Optical synthesis by spectral translation

TL;DR

This paper introduces an integrated optical synthesizer using four-wave mixing spectral translation, achieving broad tuning range and high precision, advancing chip-scale frequency synthesis for various applications.

Contribution

The work demonstrates a novel integrated optical synthesizer based on four-wave mixing that overcomes tuning range limitations of traditional systems using advanced microresonators.

Findings

Spectral translation range up to 200 THz achieved.

Absolute frequency accuracy below 0.1 Hz demonstrated.

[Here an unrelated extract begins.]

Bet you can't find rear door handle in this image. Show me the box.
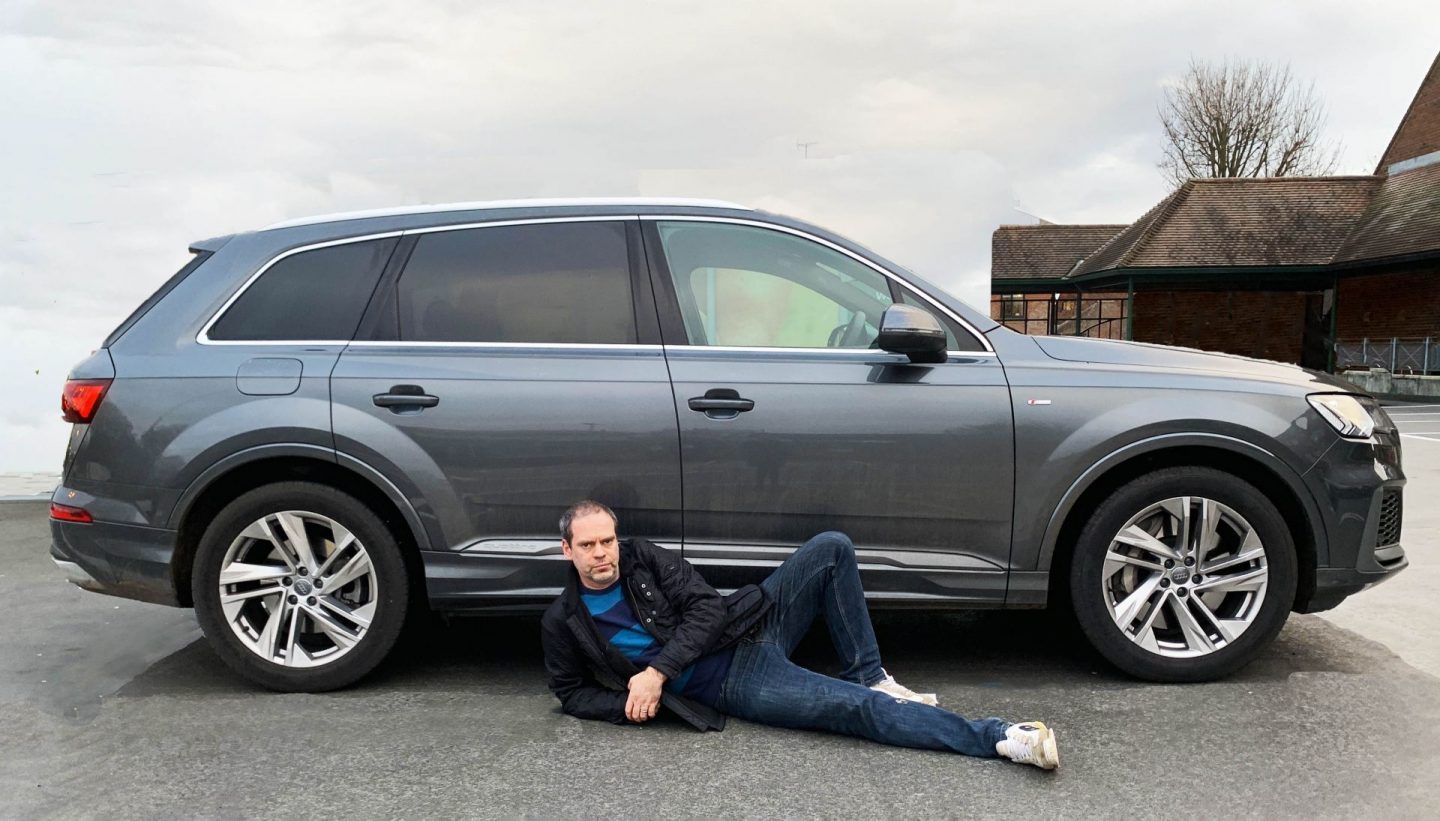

Fractional frequency precision of 4.7×10^(-13) in 1 second.

Abstract

Optical-frequency synthesizers are lasers stabilized and programmed from a microwave clock for applications, especially in fundamental measurements and spectroscopy, optical-communication links, and precision sensing of numerous physical effects. In a synthesizer, a frequency comb provides a reference grid across a broad spectrum and a frequency-tunable laser accomplishes synthesis by phase-lock to the comb. Optical synthesizers have matured to chip-scale with integrated photonics, however, the tunable laser and frequency comb fundamentally constrain the tuning range. Here, we present an optical synthesizer based on four-wave mixing (FWM) spectral translation of a tunable laser and a frequency comb. We implement both the spectral translation and the frequency comb by use of advanced microresonators. The intrinsic energy conservation of FWM ensures deterministic optical synthesis, and it allows a nearly arbitrary frequency tuning range by the dependence of resonant FWM on group-velocity dispersion, temperature, and tunable laser frequency. Moreover, we take advantage of highly efficient parametric amplification associated with spectral translation. We operate spectral translation across output ranges up to 200 THz, and we characterize it through ultraprecise optical-frequency metrology, demonstrating <0.1 Hz absolute accuracy and a fractional frequency precision of 4.7x10^(-13) in 1 s measurements. Our experiments introduce integrated-nonlinear-photonic circuits that enable complex intrinsic functionalities, such as our approach to optical-frequency synthesis with nearly limitless bandwidth.